Column names differ from VMD. Were they chosen intentionally?
StevenCHowell opened this issue · 4 comments
I just started using biopandas and it seems nice. Toward promoting discussion related to its design, I have a general question regarding the column names, particularly for df['ATOM']
. Note that I work with simulations of molecular structures so I care most about the df['ATOM']
field.
Coming from using VMD for several years, I noticed many differences to access the PDB fields. I have not compared to Chimera or PyMol, but below is a comparison between biopandas, VMD, and the documentation for the PDB file format. I would prefer the VMD options, partially because they are familiar but they are also more succinct. They are probably not as clear as a verbose name, but they are a closer match to the PDB field.
@rasbt, did you have strong motivation for the selections you made? If anyone else have other ideas or preferences, I would be interested to hear them.
BIOPANDAS VMD | COLUMNS DATA TYPE FIELD DEFINITION
----------------------------|---------------------------------------------------------------------------------------
record_name atom | 1 - 6 Record name "ATOM "
atom_number index | 7 - 11 Integer serial Atom serial number.
atom_name name | 13 - 16 Atom name Atom name.
alt_loc altloc | 17 Character altLoc Alternate location indicator.
residue_name resname | 18 - 20 Residue name resName Residue name.
chain_id chain | 22 Character chainID Chain identifier.
residue_number resid | 23 - 26 Integer resSeq Residue sequence number.
insertion insertion | 27 AChar iCode Code for insertion of residues.
x_coord x | 31 - 38 Real(8.3) x Orthogonal coordinates for X in Angstroms.
y_coord y | 39 - 46 Real(8.3) y Orthogonal coordinates for Y in Angstroms.
z_coord z | 47 - 54 Real(8.3) z Orthogonal coordinates for Z in Angstroms.
occupancy occupancy | 55 - 60 Real(6.2) occupancy Occupancy.
b_factor beta | 61 - 66 Real(6.2) tempFactor Temperature factor.
segment_id segname |
element_symbol element | 77 - 78 LString(2) element Element symbol, right-justified.
charge charge | 79 - 80 LString(2) charge Charge on the atom.
Thanks for the feedback and bringing it up
The chosen naming convention was mostly based on what I found intuitive wrt the rcsb PDB "definition" column -- I didn't think about VMD at all when I chose those column names.

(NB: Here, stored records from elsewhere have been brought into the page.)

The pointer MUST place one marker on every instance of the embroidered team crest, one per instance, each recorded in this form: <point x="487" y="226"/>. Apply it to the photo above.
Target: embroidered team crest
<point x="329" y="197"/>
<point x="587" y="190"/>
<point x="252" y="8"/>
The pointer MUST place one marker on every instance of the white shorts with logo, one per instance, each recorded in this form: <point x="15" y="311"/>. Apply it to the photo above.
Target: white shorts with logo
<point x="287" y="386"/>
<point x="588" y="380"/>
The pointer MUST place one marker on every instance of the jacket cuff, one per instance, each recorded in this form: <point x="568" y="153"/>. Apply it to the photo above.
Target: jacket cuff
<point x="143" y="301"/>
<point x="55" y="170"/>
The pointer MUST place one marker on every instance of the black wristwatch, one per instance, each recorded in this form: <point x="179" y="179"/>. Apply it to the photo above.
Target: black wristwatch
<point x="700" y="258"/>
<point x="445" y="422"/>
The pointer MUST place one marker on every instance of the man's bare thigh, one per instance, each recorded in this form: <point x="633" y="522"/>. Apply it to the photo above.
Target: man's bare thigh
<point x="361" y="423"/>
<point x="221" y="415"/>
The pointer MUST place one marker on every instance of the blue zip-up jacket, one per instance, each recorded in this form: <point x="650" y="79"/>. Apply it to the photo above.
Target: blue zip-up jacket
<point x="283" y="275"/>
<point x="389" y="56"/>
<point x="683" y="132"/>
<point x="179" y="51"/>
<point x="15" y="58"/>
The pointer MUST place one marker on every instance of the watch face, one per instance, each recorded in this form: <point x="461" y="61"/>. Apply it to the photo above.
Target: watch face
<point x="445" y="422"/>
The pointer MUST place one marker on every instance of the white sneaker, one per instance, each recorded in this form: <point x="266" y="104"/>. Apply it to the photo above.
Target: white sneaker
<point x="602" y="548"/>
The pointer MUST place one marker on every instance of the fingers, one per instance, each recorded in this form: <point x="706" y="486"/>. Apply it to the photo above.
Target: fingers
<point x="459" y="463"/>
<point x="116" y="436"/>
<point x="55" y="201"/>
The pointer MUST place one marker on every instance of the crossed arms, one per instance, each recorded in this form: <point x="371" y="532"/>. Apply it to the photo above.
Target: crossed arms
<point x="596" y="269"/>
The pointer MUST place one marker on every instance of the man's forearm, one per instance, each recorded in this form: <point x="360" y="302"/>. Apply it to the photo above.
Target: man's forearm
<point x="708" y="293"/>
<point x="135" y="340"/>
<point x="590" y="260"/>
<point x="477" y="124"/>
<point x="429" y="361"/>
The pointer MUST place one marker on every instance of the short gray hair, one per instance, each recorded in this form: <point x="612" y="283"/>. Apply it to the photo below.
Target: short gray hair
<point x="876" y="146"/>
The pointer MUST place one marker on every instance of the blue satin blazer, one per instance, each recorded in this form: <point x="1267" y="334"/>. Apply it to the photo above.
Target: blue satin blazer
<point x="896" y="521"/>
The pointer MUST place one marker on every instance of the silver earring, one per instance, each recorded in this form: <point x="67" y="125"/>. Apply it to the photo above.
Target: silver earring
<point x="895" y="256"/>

I agree with you that this may be confusing/inconvenient for a VMD user though ... Since this is a dev tool, I think making a decision/change "now" seems reasonable (aka rather sooner than later). Here are some thoughts:
record_name vs atom
I wouldn't change that to 'atom', since the record_name
column could also store HETATM and ANISOU entries, for instance.
atom_number vs index
I'd stick with atom_number here, because it is more clear what this refers to. E.g., in the context of pandas, index
could also mean DataFrame index
atom_name vs name
again, I find the atom
prefix more clear, since 'name' is more ambiguous (atom vs residue vs molecule name)
alt_loc vs altLoc
Not sure, for some reason I don't like camelcase (except for Python classes). "Don't like" is actually a bit too strong: I prefer lowercase whenever possible, because I don't have to remember which letter to capitalize (okay, but there's an underscore one might say ...).
residue_name vs resname
No strong preference here; maybe residue_name is a bit (too) verbose!? What's confusing though is that VMD uses resname
instead of e.g., resName
like it does for altLoc
x_coord, y_coord, z_coord vs x, y, z
That's one thing that could be shortened. _coord
is a bit too verbose maybe. On the other hand, it's more clear what this refers to (thinking of math variables)
b_factor vs beta
I'd go with b_factor or temp_factor here; beta is too ambiguos imho (again, may sound like a generic variable name)
element_symbol vs element
that could definitely be shortened to just element; I don't see any reason to make it more verbose?!
Although I actually like the current column names, i agree that it's maybe a bit annoying if they are different from the PDB specs. I think changing them to the PDB spec column names sounds reasonable. Another thing to think about other data formats (SDF, MOL2, ...). I.e., what's more useful, having column names consistent across different dataformats or using a column name that is specific to each data format. E.g., in MOL2, there's "atom_id & atom_name" vs "serial & name" in PDB.
I am slightly leaning towards using the official "field names" from each format's spec though ... And I guess this change should be done rather sooner and later :P
alt_loc vs altLoc
Not sure, for some reason I don't like camelcase (except for Python classes). "Don't like" is actually a bit too strong: I prefer lowercase whenever possible, because I don't have to remember which letter to capitalize (okay, but there's an underscore one might say ...).
sorry, that was a typo. The pdb standard uses camel case, but VMD uses one word all lowercase.
What's confusing though is that VMD uses resname instead of e.g., resName like it does for altLoc
Fixing my typo resolves this discrepancy.
I must admit, I am not too familiar with other formats, SDF, MOL2, etc. Are these each handled through their own object, similar to PandasPdb
, e.g., PandasSdf
? If that's the case, I think having a separate standard for each, aligned with the SDF, MOL2, etc, standards makes sense.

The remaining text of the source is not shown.